En otras palabras, un arriendo territorial puede terminarse, no importa cuál haya sido la duración prevista originalmente, según la doctrina de derecho internacional vigente hoy acerca de los tratados desiguales, por haber sido concebido entre un Estado dominante y un Estado dominado, por la emergencia de una norma perentoria de derecho internacional incompatible con el arriendo territorial sin fecha de término, así como por el cambio fundamental de las circunstancia o la ruptura material del orden preconizado por el arriendo.
En el caso del territorio en la boca de la bahía de Guantánamo, el retorno a Cuba o “la negociación de un nuevo tratado en términos mutuamente convenientes” de parte del arrendatario, solo se admite, en palabras de la Ley Helms-Burton, “como parte de la relación con un gobierno democráticamente electo en Cuba”. Es decir, está políticamente condicionado.
Dándole para atrás a esta película, podemos encontrar algunas escenas olvidadas o ignoradas hoy.
Como se sabe, el Tratado de relaciones de 1903 se derivó de la Enmienda Platt; y esta, a su vez, de la lógica invocada por Estados Unidos como “responsabilidades asumidas por la firma del Tratado de París”, en 1899, poniendo fin oficialmente a la guerra con España, y a su presencia colonial en la isla.
Es notorio que a pesar de haber luchado treinta años contra la metrópoli, los cubanos no estaban presentes en la negociación y acuerdo de ese Tratado de Paris, de donde debía nacer la soberanía de la nueva república, conquistada por el movimiento de independencia.
El Tratado de Relaciones de 1903 dice que “con el fin de preservar la independencia de Cuba, y para proteger al pueblo cubano, así como para su propia defensa (la de Cuba), el gobierno de la isla le venderá o le arrendará a Estados Unidos tierras necesarias para estaciones carboneras o navales en ciertos puntos específicos sobre los cuales se acordará con el presidente de los Estados Unidos”.
En un principio, EE. UU. trató de comprar no solo Guantánamo, sino Bahía Honda, Cienfuegos y Nipe. A pesar de la asimetría de poderes y la subordinación creada por la Enmienda, el gobierno cubano logró que solo fueran las dos primeras bahías, y se limitaran a un arriendo. Mérito que podríamos reconocer a aquel Gobierno.
El valor estratégico de Guantánamo para EE. UU. se incrementó rápidamente, en la medida en que se puso a funcionar el canal de Panamá, en 1910, y se multiplicaron las rutas y el tráfico marítimo en el Caribe occidental. Desde entonces, la visión predominante sobre la base naval en Guantánamo (que ellos empezaron a llamar “Gtmo”) le asignó un papel clave en la defensa de las costas del sudeste de los Estados Unidos.

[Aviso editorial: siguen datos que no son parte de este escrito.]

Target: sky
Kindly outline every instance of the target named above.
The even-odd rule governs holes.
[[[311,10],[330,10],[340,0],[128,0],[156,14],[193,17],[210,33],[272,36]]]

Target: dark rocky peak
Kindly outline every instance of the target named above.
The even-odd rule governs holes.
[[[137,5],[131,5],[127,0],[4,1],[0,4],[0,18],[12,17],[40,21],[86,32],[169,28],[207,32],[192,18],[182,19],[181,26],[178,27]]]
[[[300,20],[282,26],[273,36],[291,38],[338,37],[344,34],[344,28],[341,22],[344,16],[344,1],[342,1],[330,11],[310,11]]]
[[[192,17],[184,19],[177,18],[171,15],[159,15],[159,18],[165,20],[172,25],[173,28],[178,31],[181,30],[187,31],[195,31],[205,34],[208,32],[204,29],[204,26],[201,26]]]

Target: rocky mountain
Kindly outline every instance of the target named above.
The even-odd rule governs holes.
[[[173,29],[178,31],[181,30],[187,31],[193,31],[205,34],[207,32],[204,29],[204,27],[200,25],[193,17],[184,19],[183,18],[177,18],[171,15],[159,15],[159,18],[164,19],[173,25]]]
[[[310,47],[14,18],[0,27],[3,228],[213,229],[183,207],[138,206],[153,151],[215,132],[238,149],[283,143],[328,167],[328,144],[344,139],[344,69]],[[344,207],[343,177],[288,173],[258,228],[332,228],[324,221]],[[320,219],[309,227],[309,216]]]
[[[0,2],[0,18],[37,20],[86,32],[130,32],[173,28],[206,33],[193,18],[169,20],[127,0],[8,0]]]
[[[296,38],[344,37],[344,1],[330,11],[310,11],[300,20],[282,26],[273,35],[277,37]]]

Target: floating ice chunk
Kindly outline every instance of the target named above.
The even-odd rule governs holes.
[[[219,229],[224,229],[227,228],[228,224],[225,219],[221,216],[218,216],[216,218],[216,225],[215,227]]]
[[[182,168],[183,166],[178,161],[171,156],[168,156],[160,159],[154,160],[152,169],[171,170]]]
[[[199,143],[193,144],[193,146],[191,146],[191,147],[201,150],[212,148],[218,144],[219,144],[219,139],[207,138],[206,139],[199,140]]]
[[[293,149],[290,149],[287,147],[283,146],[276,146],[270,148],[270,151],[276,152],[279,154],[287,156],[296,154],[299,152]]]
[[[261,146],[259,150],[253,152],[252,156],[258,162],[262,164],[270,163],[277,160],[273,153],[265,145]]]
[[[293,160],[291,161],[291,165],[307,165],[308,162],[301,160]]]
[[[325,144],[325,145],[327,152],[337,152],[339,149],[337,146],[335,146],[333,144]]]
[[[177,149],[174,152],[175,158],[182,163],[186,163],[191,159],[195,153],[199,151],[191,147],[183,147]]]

Dado el papel crucial de las instalaciones navales en aquella geopolítica caribeña de principios de siglo, expandir el territorio de Gtmo superó al interés sobre Bahía Honda, en la costa norte. Así que, en 1912, se acordó cerrarla, a cambio de extender la base naval en el Oriente cubano. El área total de Gtmo se expandió a 117 kilómetros cuadrados de tierra y agua, un poco mayor, digamos, que la isla de Manhattan.
Así que en vez de 2000 dólares anuales que se pagaba por las bases, EE. UU. incrementó el monto del arriendo a $5000 por año, lo que sigue siendo en la actualidad. Naturalmente, el gobierno cubano dejó de cobrar ese cheque desde 1959.
Revisar los documentos que han marcado hitos en el régimen jurídico y geopolítico de Gtmo implica remontar las relaciones entre Cuba y EE. UU. por más de un siglo.
¿Qué dice el acuerdo (o los acuerdos) de arrendamiento?
En 1903, se establece como su principal servicio el de proveer a la Marina de los Estados Unidos. Se especifica que no se utilizará “para ninguna otra función”. Y que “las embarcaciones dedicadas al comercio con Cuba tendrán paso libre a través de las aguas incluidas dentro del territorio de la base”.
El acuerdo de 1903 también dice que Estados Unidos ejercerá jurisdicción y control completos, no soberanía, sobre estas áreas, con derecho a adquirir eventualmente cualquier otra propiedad de tierra alrededor, para propósitos públicos relacionados con el funcionamiento de la base naval.
Así que reconoce de manera definitiva la continuación de la soberanía de la República de Cuba sobre las extensiones de tierra y agua de ese territorio, respecto a las cuales ellos tienen solo “jurisdicción y control… a tenor de las estipulaciones de este convenio”. Tanto el acuerdo de 1903 (artículo 3) como el de 1934.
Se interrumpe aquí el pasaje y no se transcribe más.